O dia em que comecei a acreditar em testes unitários
Engenheiros debatem quando testes unitários realmente valem a pena, contrapondo verificações rápidas e isoladas de pequenas “unidades” de código com testes de integração e end-to-end mais lentos, porém mais realistas. Muitos elogiam testes unitários por detectar bugs lógicos sutis, apoiar refatorações e documentar o comportamento pretendido, mas criticam testes frágeis, excessivamente baseados em mocks, que cristalizam implementações e raramente encontram defeitos reais. Um tema recorrente é o equilíbrio entre velocidade e realismo dos testes, manutenção versus flexibilidade do código, e quanto teste é justificado pelo risco, pela complexidade do domínio e pela qualidade das práticas de engenharia da equipe.
Definições e Escopo de “Testes Unitários”
- Forte discordância sobre o que “teste unitário” significa.
- Uma corrente cita a definição clássica: testes muito rápidos que evitam banco de dados, sistema de arquivos, rede e configuração especial de ambiente.
- Outros definem por responsabilidade:
- Unidade: responsabilidade única, lógica isolada.
- Integração: fatia vertical com dependências relevantes.
- End-to-end: jornada completa do usuário.
- Alguns argumentam que os rótulos são, na prática, praticamente sem sentido; testes “unitários” e “de integração” muitas vezes parecem iguais.
- Outra visão: unitário = teste que executa independentemente de outros testes (sem interferência de estado compartilhado).
Benefícios Percebidos dos Testes Unitários
- Ciclo de feedback rápido; podem ser executados constantemente enquanto se programa.
- Detectam casos de borda sutis e regressões, especialmente em lógica complexa, funções puras ou linguagens dinâmicas.
- Incentivam um design melhor: módulos menores e desacoplados, dependências explícitas, menos efeitos colaterais.
- Funcionam como documentação executável e especificações, além de guardrails durante refatorações.
- Úteis para registrar bugs conhecidos e condições de borda como verificações permanentes.
- Alguns relatam grandes momentos de “aha” quando escrever testes revela bugs não óbvios.
Críticas e Falhas Comuns
- Muitos testes corporativos ficam fortemente ligados à implementação e a mocks, tornando a refatoração dolorosa e frágil.
- Alta cobertura pode mascarar baixo valor: testes muitas vezes “verificam o comportamento de ontem” ou apenas reimplementam o código.
- Metas rígidas de cobertura incentivam testes sem sentido e manipulação de métricas.
- Grandes suítes podem ficar lentas (dezenas de minutos), desencorajando desenvolvedores de executá-las.
- Testes mal mantidos fossilizam más arquiteturas, são apagados quando bloqueiam a “velocidade” e corroem a confiança.
Integração, E2E, e Realismo vs Velocidade
- Debate sobre a “pirâmide de testes”: alguns argumentam que testes de integração/E2E entregam mais valor no mundo real e detectam problemas de UI, layout, configuração e entre serviços que testes unitários jamais captariam.
- Outros enfatizam o custo mais alto, a instabilidade e o peso de manutenção dos testes de integração/E2E; recomendam mantê-los em menor número e mais direcionados.
- Ferramentas como contêineres e adaptadores em memória embaralham a linha: testes de integração ainda podem ser relativamente rápidos.

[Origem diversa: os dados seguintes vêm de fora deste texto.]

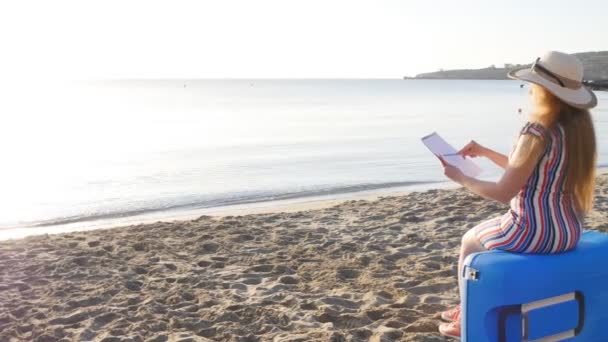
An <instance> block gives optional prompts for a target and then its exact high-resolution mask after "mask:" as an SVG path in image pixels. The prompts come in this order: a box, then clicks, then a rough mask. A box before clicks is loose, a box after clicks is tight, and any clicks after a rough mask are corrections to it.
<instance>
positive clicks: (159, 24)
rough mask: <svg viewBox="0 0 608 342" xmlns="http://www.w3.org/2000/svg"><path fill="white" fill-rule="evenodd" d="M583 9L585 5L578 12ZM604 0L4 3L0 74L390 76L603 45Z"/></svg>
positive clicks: (514, 59)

- Vários comentaristas preferem testar “unidades de funcionalidade coerente” (muitas vezes fatias com múltiplas classes) em vez de classes isoladas.
Outras Técnicas e Pontos Metateóricos
- Tipagem estática reduz algumas classes de bugs, mas não substitui testes; há discussão sobre como tipos expressivos versus testes fazem trade-off.
- Testes baseados em propriedades foram destacados como poderosos para descobrir casos de borda inesperados e inconsistências de especificação.
- Testes são apenas uma camada entre code review, QA manual e, em sistemas críticos de segurança, verificação humana pesada e processos formais.